An index forecasting economic performance in the United States has increased for a third straight month, signaling faster growth in the months ahead.
The Conference Board reported that its Leading Economic Index climbed eight-tenths of a percent to 100.9 in March. Over the past six months, the index has increased 2.7 percent.
Separate measures of current and past economic conditions also increased in March.
“After a winter pause, the leading indicators are gaining momentum and economic growth is gaining traction,” said Ataman Ozyildirim, an economist for the Conference Board, a business research and membership association.
“While the improvements were broad-based, labor market indicators and the interest rate spread largely drove the March increase, offsetting the negative contribution from building permits. And for the first time in many months, the consumer outlook is much less negative.”
Ken Goldstein, another economist with the Conference Board, said the index forecasts accelerated growth for the spring and summer.
“The economy is rebounding from widespread inclement weather, and the strengthening in the labor market is beginning to have a positive impact on growth,” Goldstein said. “Overall, this is an optimistic report. But the focus will continue to be on whether improvements in the labor market can be sustained, fueling stronger economic performance over the next few months.”
Even as the Leading Economic Index has increased, so has gross domestic product, the broad measure of goods and services produced in the country. GDP expanded at an annual rate of 2.6 percent during the fourth quarter of 2013 after increasing 4.6 percent during the third quarter.
For March, six of the 10 components of the Leading Economic Index advanced: average weekly manufacturing hours, interest rate spread, a leading credit index, new orders for capital goods and stock prices.
Moreover, a decline in average weekly initial claims for unemployment benefits also bolstered the index. Three components retreated: building permits, consumer expectations for business conditions and a new orders index. New orders for consumer goods held steady.
The Coincident Economic Index, a measure of current performance, rose two-tenths of a percent to 108.3 in March. The index has increased nine-tenths of a percent over the past six months.

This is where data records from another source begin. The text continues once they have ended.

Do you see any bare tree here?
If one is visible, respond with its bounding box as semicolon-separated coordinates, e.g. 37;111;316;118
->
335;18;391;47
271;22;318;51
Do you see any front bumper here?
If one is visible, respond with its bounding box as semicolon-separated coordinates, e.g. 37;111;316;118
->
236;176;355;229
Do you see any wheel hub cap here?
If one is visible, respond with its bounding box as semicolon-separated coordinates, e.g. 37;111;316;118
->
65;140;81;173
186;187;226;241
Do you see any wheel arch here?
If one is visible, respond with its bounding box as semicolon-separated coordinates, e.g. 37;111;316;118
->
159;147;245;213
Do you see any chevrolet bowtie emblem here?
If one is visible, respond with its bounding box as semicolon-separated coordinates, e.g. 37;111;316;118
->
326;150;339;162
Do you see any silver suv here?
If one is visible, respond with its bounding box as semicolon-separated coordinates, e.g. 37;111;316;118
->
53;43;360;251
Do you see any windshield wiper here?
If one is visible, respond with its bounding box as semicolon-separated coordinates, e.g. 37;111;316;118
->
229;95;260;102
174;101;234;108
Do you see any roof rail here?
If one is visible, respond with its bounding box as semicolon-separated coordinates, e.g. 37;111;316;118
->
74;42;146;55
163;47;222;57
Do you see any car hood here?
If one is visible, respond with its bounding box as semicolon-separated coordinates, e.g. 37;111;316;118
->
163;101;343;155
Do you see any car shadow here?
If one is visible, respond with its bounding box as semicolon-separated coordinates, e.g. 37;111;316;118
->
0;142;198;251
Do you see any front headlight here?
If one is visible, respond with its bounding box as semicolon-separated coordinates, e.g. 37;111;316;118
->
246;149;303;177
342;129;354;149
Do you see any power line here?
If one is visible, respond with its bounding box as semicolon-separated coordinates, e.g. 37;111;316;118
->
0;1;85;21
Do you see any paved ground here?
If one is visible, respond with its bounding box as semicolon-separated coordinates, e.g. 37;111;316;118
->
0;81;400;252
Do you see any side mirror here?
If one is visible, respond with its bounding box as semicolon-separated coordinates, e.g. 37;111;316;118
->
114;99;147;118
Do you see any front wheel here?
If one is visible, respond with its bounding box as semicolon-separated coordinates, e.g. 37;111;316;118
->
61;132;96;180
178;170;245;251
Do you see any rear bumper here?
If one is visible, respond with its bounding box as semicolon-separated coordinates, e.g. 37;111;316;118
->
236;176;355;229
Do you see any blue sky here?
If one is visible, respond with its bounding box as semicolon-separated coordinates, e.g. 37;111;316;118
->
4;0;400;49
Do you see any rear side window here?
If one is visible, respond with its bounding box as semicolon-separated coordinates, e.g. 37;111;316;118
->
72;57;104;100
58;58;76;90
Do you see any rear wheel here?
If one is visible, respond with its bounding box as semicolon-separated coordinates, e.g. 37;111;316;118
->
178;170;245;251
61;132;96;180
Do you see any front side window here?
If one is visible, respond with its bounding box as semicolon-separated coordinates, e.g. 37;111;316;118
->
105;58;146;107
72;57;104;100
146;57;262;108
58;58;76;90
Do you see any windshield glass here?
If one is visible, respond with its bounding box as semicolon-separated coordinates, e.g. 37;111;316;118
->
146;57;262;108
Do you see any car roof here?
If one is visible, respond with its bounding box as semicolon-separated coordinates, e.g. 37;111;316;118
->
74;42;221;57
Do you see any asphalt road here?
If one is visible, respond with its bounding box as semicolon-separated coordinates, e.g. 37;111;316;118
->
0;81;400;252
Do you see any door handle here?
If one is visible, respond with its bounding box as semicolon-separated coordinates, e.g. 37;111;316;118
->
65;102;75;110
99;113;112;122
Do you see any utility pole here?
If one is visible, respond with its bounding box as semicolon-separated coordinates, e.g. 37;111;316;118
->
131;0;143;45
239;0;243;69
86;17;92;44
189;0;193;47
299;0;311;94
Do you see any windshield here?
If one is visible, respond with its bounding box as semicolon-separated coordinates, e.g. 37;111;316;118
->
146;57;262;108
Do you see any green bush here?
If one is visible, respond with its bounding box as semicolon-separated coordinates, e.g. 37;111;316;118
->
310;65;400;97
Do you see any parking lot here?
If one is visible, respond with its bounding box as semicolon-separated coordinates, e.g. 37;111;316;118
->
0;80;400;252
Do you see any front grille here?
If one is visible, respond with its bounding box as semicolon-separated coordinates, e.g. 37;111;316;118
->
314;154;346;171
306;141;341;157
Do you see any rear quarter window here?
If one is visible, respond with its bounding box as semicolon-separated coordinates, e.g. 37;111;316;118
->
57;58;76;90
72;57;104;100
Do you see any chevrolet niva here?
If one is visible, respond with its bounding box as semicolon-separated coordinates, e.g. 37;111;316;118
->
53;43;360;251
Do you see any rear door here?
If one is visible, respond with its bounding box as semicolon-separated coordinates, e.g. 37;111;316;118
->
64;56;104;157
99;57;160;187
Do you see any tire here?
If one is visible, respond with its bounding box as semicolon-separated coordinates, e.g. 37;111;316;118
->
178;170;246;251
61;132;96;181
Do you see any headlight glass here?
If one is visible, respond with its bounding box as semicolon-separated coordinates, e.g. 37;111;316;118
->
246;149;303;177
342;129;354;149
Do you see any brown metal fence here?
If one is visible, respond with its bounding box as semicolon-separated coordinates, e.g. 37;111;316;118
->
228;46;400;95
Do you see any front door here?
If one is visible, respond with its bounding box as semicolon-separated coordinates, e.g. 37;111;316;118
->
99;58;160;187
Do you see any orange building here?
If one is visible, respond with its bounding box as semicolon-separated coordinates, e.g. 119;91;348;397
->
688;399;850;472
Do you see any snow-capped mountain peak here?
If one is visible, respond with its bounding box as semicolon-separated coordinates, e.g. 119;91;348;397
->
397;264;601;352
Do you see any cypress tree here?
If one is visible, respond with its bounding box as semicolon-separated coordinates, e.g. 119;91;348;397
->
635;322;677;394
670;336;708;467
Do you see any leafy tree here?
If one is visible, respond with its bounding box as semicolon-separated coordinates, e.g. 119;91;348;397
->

For March, all four indicators of the index advanced: industrial production, nonfarm payrolls, personal income and sales.
The Lagging Economic Index, a measure of past performance, increased six-tenths of a percent to 123 in March. The index has 1.5 percent over the past three months.
For March, six of seven components of the index advanced: commercial and industrial financing, consumer credit, cost of services, inventories and labor costs. A decline in the average duration of unemployed also bolstered the index. The average prime rate charged by banks remained unchanged.